The following is an open letter from 68 leaders participating in the Health Policy Consensus Group. The full list of signatories follows the letter.

Democrats in Congress have proposed a COVID-19 relief bill that includes provisions to dramatically increase government subsidies for health care coverage for millions of people who already have insurance while further expanding government control over health care.

The legislation would increase for more than two years government payments to insurance companies via the Affordable Care Act by:

Removing even the de minimis premium payments required of people earning less than 150% of the federal poverty level.

Paying more of the premium for those earning above that amount.
Newly subsidizing health coverage for the highest-income Americans.

Most of the spending on premium subsidies will be paid to insurers on behalf of people who already have coverage. The bill would subsidize 85% of premiums for employees to continue COBRA coverage through September. It also gives states that have not expanded Medicaid to cover able-bodied adults a five-percentage-point increase in federal matching funds for traditional Medicaid recipients for two years if they expand their programs.

It also would draw employees away from their job-based health insurance into the exchanges, where they would have inferior coverage.
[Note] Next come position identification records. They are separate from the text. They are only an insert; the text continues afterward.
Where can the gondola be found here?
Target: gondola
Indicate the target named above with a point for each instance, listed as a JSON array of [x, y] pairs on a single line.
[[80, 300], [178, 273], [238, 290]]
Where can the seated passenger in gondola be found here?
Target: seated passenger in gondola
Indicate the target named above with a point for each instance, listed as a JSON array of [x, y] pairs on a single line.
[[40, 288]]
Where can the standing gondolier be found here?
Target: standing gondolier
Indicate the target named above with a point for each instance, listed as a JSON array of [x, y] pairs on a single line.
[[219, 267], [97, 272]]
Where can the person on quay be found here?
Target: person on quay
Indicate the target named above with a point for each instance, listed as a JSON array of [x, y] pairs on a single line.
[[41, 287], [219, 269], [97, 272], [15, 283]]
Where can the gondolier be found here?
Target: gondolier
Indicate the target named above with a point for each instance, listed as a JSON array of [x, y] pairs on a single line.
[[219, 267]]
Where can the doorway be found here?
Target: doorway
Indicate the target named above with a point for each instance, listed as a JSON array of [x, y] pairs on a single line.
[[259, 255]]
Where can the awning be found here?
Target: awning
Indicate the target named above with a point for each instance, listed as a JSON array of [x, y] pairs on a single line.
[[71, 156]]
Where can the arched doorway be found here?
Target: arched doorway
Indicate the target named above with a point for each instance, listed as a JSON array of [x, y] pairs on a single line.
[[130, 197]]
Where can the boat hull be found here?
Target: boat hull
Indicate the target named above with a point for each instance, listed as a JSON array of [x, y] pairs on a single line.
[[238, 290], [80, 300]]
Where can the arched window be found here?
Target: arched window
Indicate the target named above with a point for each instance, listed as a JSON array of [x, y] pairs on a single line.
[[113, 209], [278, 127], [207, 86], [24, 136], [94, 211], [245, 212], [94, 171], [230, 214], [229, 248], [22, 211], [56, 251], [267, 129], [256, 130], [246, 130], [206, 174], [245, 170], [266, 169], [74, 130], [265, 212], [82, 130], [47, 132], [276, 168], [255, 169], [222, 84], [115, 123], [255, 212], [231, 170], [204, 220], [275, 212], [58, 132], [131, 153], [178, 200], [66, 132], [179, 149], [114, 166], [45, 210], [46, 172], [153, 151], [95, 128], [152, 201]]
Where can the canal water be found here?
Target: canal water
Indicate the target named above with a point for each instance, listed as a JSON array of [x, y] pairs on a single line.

Instead of addressing Obamacare’s many flaws and costly mandates, the Democrats’ misguided proposal simply throws more money at insurance companies each time they increase premiums.

According to the Congressional Budget Office, these provisions would increase the deficit by tens of billions of dollars over the next two years and will fuel health care cost inflation without substantially expanding coverage.

Despite projections that millions of people would lose their employer-based health coverage due to COVID-19, a Heritage Foundation analysis of actual insurance market enrollment data for the first three quarters of 2020 found that the economic dislocation caused by COVID-19 did not appear to have had a significant adverse effect on health insurance coverage. The study concluded that “health insurance enrollment has remained fairly stable this year.”

Furthermore, the COVID-19 relief legislation that Congress passed in March 2020 already enhanced federal Medicaid funding, required states to continue covering current Medicaid recipients, and specified that additional unemployment compensation payments were not to be counted as income for purposes of determining Medicaid or Children’s Health Insurance Program eligibility.

Consequently, Medicaid and CHIP enrollment ballooned from 70.9 million individuals in March 2020 to 77.3 million in September (the most recent month for which figures are available).

Rather than the mistargeted and wasteful spending in the proposed legislation that papers over the failures of government-run health care, Congress should pursue policies that reduce health costs and expand access to care and health care choices by eliminating cost-increasing government mandates and unleashing the power of innovation and competition.

We have developed policies to do just that, a plan estimated to lower premiums by up to a quarter and expand enrollment in private plans—all without spending one dime of federal taxpayer dollars. Such an approach succeeds...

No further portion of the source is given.